Running PyTorch with Conda

Help Desk

Theta GPU Nodes

Beware that these builds use CUDA and will not work on login nodes, which does not have CUDA installed as there are no GPUs.

PyTorch (master build)

Given A100 and CUDA 11 are very new, we have a build of the master branch of PyTorch which includes better performance and support for these architectures.

Users can utilize them by running this setup script:

source /lus/theta-fs0/software/thetagpu/conda/pt_master/latest/mconda3/setup.sh

This will setup a conda environment with a recent "from scratch" build of the PyTorch repository on the master branch. The latest in the path is a symlink to a directory named by date that will be used to track our local builds. Per the writing of this documetation the only build uses latestpoints to 2020-11-25. In the future, there will be newer builds available in that directory /lus/theta-fs0/software/thetagpu/conda/pt_master/ so check there for newer installs and run the respective mconda3/setup.sh script to use it.

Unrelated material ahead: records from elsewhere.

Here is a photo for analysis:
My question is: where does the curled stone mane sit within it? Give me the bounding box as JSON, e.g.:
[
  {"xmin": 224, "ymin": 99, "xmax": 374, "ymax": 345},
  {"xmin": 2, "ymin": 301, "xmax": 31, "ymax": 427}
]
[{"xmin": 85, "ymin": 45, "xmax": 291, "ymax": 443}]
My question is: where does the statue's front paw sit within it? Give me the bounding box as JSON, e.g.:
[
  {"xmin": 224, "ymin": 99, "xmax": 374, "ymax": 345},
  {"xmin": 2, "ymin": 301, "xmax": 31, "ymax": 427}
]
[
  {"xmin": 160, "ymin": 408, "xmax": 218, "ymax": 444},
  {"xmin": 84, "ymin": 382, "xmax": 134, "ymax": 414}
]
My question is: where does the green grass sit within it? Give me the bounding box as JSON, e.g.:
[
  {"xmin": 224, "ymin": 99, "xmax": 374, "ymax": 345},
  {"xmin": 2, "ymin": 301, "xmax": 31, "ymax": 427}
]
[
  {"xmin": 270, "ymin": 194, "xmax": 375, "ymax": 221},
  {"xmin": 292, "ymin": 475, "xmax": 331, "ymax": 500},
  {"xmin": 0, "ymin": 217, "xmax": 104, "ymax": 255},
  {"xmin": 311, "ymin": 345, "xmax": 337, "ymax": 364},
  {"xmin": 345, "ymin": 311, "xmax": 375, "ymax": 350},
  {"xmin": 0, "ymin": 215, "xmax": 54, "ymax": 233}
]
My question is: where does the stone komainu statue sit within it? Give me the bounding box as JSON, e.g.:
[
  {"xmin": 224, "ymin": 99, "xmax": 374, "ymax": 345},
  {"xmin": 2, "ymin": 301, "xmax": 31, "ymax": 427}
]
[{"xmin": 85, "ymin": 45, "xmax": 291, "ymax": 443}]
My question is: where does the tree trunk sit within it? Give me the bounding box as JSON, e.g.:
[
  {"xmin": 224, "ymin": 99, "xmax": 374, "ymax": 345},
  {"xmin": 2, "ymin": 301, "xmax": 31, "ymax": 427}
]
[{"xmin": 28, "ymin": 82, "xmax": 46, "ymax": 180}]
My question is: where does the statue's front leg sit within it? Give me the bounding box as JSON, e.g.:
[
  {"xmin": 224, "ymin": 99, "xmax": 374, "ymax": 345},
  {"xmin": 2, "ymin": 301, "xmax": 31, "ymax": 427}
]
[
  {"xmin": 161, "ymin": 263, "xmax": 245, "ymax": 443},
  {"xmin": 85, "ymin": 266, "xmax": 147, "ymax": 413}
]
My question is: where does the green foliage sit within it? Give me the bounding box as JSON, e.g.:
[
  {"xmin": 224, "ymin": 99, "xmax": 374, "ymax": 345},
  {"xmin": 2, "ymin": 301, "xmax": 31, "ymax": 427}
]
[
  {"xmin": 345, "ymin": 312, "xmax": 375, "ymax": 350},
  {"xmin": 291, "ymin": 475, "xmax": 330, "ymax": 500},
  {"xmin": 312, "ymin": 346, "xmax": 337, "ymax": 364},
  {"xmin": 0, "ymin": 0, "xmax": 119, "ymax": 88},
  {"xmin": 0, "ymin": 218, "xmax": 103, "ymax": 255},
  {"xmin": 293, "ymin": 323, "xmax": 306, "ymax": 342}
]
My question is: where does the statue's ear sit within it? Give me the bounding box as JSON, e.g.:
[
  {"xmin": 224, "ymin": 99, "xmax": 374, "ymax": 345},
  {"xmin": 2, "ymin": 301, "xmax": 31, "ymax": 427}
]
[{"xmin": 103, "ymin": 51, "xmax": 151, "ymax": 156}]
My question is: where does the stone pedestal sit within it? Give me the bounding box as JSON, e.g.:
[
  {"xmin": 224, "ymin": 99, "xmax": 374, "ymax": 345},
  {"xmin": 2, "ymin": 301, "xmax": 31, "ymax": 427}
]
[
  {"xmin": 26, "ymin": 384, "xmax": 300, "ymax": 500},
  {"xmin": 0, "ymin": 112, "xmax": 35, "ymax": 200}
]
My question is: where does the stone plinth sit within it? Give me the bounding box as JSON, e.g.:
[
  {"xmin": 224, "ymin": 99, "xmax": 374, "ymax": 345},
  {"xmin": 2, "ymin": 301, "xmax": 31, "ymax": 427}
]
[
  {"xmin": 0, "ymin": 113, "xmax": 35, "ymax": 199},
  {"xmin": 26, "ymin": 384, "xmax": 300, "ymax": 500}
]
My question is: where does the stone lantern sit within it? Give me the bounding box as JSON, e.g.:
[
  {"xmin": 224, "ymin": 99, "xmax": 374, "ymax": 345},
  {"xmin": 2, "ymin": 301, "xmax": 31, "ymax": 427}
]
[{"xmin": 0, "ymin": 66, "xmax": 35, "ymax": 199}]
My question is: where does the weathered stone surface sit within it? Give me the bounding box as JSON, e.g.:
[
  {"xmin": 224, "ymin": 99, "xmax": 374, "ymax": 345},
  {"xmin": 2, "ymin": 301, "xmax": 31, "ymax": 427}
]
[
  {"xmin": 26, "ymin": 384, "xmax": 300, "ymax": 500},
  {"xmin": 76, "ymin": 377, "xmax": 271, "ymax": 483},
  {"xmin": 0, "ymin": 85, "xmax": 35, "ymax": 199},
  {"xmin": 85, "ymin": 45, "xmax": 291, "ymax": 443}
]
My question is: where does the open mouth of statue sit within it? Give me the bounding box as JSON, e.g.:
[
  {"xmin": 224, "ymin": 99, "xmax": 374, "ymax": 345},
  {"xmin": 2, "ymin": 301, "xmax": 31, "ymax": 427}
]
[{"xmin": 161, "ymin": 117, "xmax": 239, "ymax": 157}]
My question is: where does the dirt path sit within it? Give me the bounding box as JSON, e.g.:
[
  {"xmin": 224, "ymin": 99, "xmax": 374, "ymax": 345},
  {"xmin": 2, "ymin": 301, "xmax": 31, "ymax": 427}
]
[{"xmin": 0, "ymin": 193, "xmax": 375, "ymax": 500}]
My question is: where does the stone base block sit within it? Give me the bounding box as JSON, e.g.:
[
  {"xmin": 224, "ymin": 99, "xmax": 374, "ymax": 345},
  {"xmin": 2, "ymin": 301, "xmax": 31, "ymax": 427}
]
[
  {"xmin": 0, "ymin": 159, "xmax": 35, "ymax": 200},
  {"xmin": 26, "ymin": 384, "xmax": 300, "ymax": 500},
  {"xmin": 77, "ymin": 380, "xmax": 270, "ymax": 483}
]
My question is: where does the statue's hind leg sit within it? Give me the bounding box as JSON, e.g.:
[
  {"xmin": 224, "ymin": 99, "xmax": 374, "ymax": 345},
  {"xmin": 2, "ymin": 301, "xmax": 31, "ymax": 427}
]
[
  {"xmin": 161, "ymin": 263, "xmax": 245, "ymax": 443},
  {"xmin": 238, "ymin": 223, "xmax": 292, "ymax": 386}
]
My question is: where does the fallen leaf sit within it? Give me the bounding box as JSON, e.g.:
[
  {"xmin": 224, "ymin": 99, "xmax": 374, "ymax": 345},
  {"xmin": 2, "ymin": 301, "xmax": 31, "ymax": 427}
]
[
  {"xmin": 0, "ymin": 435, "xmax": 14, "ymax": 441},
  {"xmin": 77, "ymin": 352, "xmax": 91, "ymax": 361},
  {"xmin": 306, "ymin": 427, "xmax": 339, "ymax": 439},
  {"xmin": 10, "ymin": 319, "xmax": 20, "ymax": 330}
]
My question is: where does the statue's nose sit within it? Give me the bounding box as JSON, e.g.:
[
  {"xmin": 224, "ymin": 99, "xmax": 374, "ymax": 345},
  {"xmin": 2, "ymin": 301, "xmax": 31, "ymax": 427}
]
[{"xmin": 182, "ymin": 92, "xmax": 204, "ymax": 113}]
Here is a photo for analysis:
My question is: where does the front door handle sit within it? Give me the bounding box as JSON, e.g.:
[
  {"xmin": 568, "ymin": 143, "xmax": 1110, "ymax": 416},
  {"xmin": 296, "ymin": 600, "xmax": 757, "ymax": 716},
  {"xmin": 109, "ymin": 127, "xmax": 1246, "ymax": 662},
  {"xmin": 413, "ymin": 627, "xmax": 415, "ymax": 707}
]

If you find things break since the last time you ran, it may be because latest is now pointing at a newer PyTorch build.

This package will also include the latest Horovod tagged release.

Installing Packages

Using pip install --user

With the conda environment setup, one can install common Python modules using pip install --users <module-name> which will install packages in $HOME/.local/lib/pythonX.Y/site-packages.

Using Conda Environments

If you need more flexibility, you can clone the conda environment into a custom path, which would then allow for root-like installations via conda install <module> or pip install <module>.

First, setup the conda environment you want to use as instructed above.

Second, clone the environment into a local path to which you have write access

 

conda create --clone $CONDA_PREFIX -p <path/to/env>

Then activate that environment:

conda activate <path/to/env>

One should then be able to install modules freely.